From the common kitchen, they preserved food to help the homeless.

An engineer in the city group (Charlie’s brother) was just pure-genius at alternative energy. He figured some stuff out for the little village. In appreciation, the ladies at the little village cooked him a year’s supply of healthy frozen dinners for his freezer. He’s all smiles now, and the dinners get him through another night of math and electrical engineering as he guzzles his energy colas.

Then Charlie fell off a ladder and got banged up. Serious. He can’t work. He’s in a wheelchair for life unless something changes.

No worries, though, for Charlie. The village looks after him. The traveling nurse from the other village nearby checks up on him every week. Charlie and the nurse have something going on, though—hints of romance are in the air.

The little village made a place for Charlie’s brother and sister. They hung out with Charlie and life moved on. Charlie’s brother still is up late at night in the laboratory as he surfs the web.

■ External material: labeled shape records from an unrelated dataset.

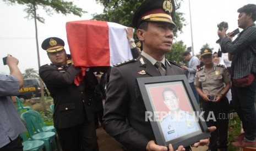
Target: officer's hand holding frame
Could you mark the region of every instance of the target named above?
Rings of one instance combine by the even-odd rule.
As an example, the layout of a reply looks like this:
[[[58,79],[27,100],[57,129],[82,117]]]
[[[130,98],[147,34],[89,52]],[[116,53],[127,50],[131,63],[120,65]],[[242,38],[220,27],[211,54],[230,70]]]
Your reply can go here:
[[[173,148],[176,149],[179,146],[188,146],[199,142],[200,140],[205,139],[210,136],[205,121],[203,119],[203,114],[201,114],[201,111],[186,76],[138,78],[137,82],[146,107],[146,112],[153,113],[154,120],[151,119],[149,121],[158,145],[167,147],[169,144],[171,144]],[[195,118],[194,119],[194,121],[186,120],[181,121],[178,120],[173,122],[173,120],[172,119],[172,121],[170,121],[170,123],[168,121],[167,123],[164,123],[165,124],[162,123],[162,120],[161,119],[162,118],[159,118],[159,116],[161,116],[161,113],[165,112],[166,113],[167,112],[166,110],[163,111],[163,108],[160,105],[161,103],[163,103],[161,92],[166,88],[171,88],[176,91],[179,101],[183,101],[182,103],[179,103],[180,108],[183,108],[183,109],[182,108],[182,110],[186,111],[182,111],[182,114],[187,112],[194,114],[189,114],[189,116],[193,115],[193,117]],[[148,120],[146,119],[147,113],[145,113],[146,120]],[[156,114],[155,114],[156,113]],[[160,115],[157,115],[157,114],[160,114]],[[197,115],[197,114],[198,115]],[[201,117],[197,116],[199,115],[200,115]],[[149,119],[149,118],[148,119]],[[175,123],[174,124],[179,124],[181,126],[177,128],[177,130],[175,128],[174,130],[167,130],[166,131],[165,127],[170,128],[170,127],[171,127],[171,126],[172,124],[171,124],[172,122]],[[192,123],[194,123],[194,124],[193,125]],[[170,125],[166,126],[166,123],[168,123],[167,124],[170,124]],[[187,126],[184,125],[186,125],[186,123],[187,123],[187,125],[192,125],[191,127],[193,127],[193,130],[186,130],[185,129],[182,128]],[[164,124],[165,125],[164,125]],[[188,130],[188,129],[186,129]],[[185,134],[182,134],[181,136],[177,134],[176,137],[170,137],[171,134],[173,135],[175,131],[178,132],[180,130],[182,131],[182,132]]]

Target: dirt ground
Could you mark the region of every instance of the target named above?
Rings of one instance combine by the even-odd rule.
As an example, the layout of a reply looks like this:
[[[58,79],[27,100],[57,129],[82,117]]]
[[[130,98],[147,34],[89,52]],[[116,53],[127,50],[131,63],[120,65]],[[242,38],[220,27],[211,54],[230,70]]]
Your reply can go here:
[[[96,133],[100,151],[125,150],[122,144],[109,136],[101,127],[97,129]],[[198,148],[193,148],[192,151],[205,151],[208,148],[207,146],[200,146]]]

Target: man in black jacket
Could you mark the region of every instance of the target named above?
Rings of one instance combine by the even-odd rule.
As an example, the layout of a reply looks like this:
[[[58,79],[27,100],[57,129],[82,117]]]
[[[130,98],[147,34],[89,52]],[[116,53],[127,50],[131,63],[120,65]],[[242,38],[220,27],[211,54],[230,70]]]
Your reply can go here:
[[[42,43],[52,63],[40,67],[39,74],[53,98],[54,126],[63,150],[98,150],[91,104],[97,81],[93,73],[86,71],[79,85],[74,84],[80,69],[67,65],[64,45],[57,37]]]

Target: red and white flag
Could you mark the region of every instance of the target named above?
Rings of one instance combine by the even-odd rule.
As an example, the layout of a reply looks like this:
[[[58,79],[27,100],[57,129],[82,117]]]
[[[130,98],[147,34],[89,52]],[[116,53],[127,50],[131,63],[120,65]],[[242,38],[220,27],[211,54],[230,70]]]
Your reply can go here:
[[[85,75],[88,67],[112,66],[133,58],[126,36],[127,28],[117,23],[96,20],[66,23],[74,65],[81,68],[80,77]]]

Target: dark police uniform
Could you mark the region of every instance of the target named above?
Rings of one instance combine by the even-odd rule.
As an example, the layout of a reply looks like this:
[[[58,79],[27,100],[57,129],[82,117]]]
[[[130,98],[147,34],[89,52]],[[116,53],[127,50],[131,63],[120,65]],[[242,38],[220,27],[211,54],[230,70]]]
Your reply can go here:
[[[185,74],[178,66],[167,61],[165,65],[167,76]],[[144,150],[149,141],[155,140],[150,121],[145,121],[146,108],[136,78],[160,76],[156,67],[142,56],[111,69],[103,126],[130,150]]]
[[[62,40],[51,39],[55,40],[52,45],[55,50],[63,49]],[[47,38],[42,44],[45,50],[51,48],[49,40]],[[74,80],[79,72],[73,65],[46,65],[39,69],[40,77],[53,98],[54,126],[63,150],[98,150],[90,92],[97,79],[92,73],[87,72],[84,80],[77,86]]]
[[[211,52],[210,53],[211,54]],[[195,85],[201,87],[204,94],[219,95],[224,89],[225,84],[230,82],[230,75],[225,66],[214,64],[213,69],[210,71],[206,72],[205,66],[198,69],[195,76],[194,84]],[[206,120],[207,126],[208,127],[215,126],[217,127],[217,130],[211,133],[209,148],[211,151],[217,151],[217,148],[219,148],[222,151],[227,150],[229,120],[229,104],[227,98],[225,96],[217,102],[203,100],[202,105],[203,109],[205,111],[204,115]],[[212,113],[213,114],[211,114]],[[213,118],[214,116],[215,118],[209,121],[207,120],[209,118]],[[217,146],[218,139],[219,145]]]

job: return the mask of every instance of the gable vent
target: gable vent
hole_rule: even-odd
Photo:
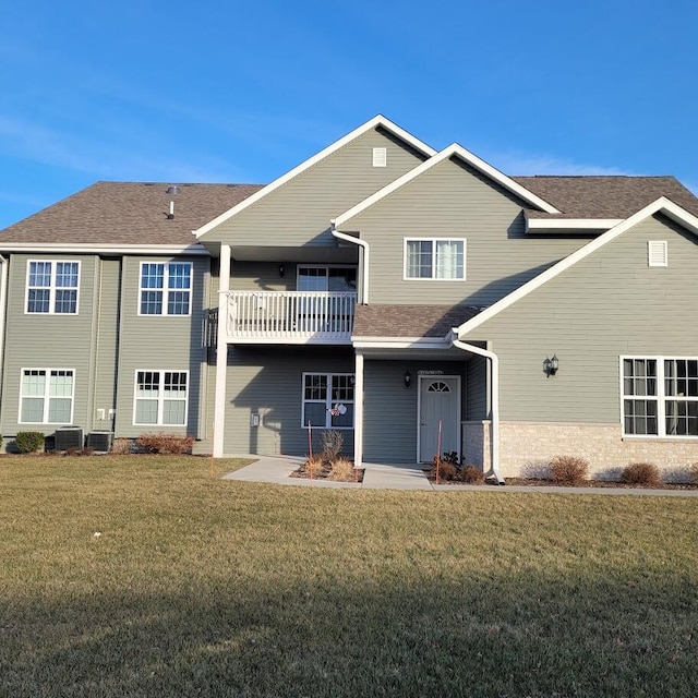
[[[647,260],[649,266],[669,266],[666,240],[649,240],[647,243]]]
[[[386,167],[388,164],[387,148],[373,148],[373,167]]]

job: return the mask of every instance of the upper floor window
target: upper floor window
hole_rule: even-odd
[[[134,424],[186,423],[186,371],[136,371]]]
[[[191,262],[141,263],[141,315],[189,315]]]
[[[465,239],[406,239],[405,278],[440,280],[465,279]]]
[[[80,262],[29,261],[26,312],[75,314],[79,286]]]
[[[72,369],[22,369],[20,423],[71,424],[74,377]]]
[[[625,357],[621,363],[625,435],[698,436],[698,359]]]

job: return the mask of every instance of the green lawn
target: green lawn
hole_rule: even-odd
[[[698,695],[698,500],[239,465],[1,458],[0,696]]]

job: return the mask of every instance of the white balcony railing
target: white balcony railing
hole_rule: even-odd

They all hang out at the local onsite craft brewery for some R&R and to play some darts.

Once a week, Charlie’s brother goes into the city for meetings.

He’s always glad to get back to his true home in the little village.

About those "Challenges"

Sometimes, folks that are causing “challenges” in an urban environment just need some useful redirection and purpose in life. Respect and genuine equality go a long way in building bridges.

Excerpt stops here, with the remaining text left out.